Dan ditambahkan lagi:
"Jika ada yang bertanya: 'Bagaimana mungkin minum sambil berdiri dianggap makruh padahal Nabi shallallahu ‘alaihi wasallam pernah melakukannya?' Maka jawabannya: Sesungguhnya perbuatan Nabi shallallahu ‘alaihi wasallam apabila dimaksudkan untuk menjelaskan kebolehan, maka hal itu tidak disebut makruh. Bahkan penjelasan tersebut adalah kewajiban beliau."
"Telah tetap bahwa Nabi shallallahu ‘alaihi wasallam pernah berwudhuk satu kali-satu kali, dan beliau pernah thawaf dengan mengendarai unta, padahal telah disepakati bahwa berwudhuk tiga kali-tiga kali dan thawaf dengan berjalan kaki adalah lebih utama. Nabi shallallahu ‘alaihi wasallam terkadang melakukan suatu perkara untuk menunjukkan kebolehannya, lalu membiasakan yang lebih utama darinya.
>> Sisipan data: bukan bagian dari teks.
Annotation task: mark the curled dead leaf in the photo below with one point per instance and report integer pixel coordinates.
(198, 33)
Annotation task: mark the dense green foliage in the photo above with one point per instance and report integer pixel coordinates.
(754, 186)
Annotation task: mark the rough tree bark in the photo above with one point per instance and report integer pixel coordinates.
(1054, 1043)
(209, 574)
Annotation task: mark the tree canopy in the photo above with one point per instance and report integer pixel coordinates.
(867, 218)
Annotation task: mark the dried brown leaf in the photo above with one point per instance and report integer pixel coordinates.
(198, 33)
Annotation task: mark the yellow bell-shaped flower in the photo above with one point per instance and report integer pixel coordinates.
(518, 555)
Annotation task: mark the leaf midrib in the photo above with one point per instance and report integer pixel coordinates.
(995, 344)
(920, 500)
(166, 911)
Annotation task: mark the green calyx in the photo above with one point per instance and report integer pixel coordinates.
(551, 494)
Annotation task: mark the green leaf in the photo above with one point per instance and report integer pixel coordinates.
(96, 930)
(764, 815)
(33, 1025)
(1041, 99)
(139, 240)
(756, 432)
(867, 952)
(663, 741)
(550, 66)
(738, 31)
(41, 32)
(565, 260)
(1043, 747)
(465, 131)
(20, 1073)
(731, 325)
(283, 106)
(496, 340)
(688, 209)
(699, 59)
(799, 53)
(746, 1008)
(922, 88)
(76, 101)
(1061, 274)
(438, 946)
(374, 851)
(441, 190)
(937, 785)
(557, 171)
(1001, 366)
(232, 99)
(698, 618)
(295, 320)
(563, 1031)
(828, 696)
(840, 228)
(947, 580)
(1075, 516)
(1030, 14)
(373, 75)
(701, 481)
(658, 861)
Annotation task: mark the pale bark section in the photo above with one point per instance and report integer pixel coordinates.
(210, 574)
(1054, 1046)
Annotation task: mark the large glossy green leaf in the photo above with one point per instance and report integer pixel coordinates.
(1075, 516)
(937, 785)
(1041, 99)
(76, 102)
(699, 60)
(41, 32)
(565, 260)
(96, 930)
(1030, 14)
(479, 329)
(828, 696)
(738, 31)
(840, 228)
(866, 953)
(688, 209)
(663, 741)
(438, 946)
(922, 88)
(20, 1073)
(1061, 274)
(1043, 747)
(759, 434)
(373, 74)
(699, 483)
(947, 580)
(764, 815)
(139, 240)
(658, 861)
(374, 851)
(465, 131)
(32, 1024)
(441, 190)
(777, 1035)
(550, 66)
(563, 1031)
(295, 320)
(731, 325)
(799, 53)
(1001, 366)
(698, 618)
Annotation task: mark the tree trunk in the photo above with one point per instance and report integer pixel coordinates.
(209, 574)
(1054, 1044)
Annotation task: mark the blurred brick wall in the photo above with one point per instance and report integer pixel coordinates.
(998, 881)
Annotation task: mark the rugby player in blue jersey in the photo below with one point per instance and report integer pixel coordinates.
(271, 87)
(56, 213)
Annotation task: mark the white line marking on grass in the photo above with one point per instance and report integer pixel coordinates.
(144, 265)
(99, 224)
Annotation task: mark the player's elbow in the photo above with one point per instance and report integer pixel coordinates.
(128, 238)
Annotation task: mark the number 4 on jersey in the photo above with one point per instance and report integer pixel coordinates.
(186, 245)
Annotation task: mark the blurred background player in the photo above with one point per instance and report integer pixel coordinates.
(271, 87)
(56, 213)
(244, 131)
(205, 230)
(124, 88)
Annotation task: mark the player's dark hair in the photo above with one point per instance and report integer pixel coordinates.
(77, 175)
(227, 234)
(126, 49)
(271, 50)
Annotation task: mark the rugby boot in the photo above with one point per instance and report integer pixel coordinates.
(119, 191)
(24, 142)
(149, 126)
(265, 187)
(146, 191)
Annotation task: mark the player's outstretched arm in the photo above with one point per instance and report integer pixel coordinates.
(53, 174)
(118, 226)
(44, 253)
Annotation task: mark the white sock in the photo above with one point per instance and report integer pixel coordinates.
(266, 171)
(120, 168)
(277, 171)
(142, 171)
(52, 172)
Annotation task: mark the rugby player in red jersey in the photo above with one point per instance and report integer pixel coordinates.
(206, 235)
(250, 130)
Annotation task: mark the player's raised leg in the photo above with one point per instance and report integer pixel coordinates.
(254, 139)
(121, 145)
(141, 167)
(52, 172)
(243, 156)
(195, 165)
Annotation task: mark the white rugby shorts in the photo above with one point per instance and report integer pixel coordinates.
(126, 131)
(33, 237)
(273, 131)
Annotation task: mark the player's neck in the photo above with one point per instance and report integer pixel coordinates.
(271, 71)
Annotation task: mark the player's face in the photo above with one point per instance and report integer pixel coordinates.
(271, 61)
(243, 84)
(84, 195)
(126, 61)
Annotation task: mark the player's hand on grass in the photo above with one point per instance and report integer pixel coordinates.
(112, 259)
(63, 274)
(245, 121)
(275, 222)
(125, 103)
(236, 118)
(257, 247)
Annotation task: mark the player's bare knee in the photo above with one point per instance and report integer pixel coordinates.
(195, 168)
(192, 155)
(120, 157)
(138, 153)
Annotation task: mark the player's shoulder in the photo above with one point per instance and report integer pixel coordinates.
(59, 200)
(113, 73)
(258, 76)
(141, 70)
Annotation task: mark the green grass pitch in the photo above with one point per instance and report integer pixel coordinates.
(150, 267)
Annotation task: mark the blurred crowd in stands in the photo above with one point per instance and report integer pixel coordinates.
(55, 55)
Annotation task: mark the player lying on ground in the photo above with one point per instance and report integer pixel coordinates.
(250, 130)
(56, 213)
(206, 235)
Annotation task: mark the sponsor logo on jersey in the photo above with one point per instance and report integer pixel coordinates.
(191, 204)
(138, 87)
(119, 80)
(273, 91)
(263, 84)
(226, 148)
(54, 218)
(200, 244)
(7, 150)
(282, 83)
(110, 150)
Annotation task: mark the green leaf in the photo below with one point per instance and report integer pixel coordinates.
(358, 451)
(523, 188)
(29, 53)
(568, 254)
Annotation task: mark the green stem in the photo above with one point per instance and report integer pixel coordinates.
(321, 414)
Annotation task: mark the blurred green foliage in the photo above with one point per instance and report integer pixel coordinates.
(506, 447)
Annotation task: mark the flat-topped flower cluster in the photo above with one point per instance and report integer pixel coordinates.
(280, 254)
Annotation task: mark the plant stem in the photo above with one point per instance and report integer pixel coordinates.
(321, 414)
Seperti itu pula: mayoritas wudhuk beliau adalah tiga kali-tiga kali, mayoritas thawaf beliau adalah dengan berjalan kaki, dan mayoritas minum beliau adalah sambil duduk."
(Tuhfah al-Ahwadzi bi Syarh Jami' at-Tirmidzi, Makkah, Maktabah Nizar Mushthafa al-Baz, th. 1425 H - 2004 M,
7/2252)
Penutup
Sore itu di warung bubur, aku belajar bahwa adab bukanlah milik eksklusif tempat mewah. Justru kadang, warung sederhana bisa lebih mewakili sunnah dan wibawa Islam.
Makan dan minum sambil duduk bukan hanya masalah posisi tubuh. Ia mencerminkan ketundukan, ketenangan, dan penghargaan atas nikmat Allah subhanahu wata'ala. Sunnah ini hidup di tengah kita bukan untuk memberatkan, tapi untuk mendidik dan membentuk karakter mulia.
Semoga Allah menjadikan kita termasuk orang yang memuliakan sunnah dalam hal besar maupun kecil.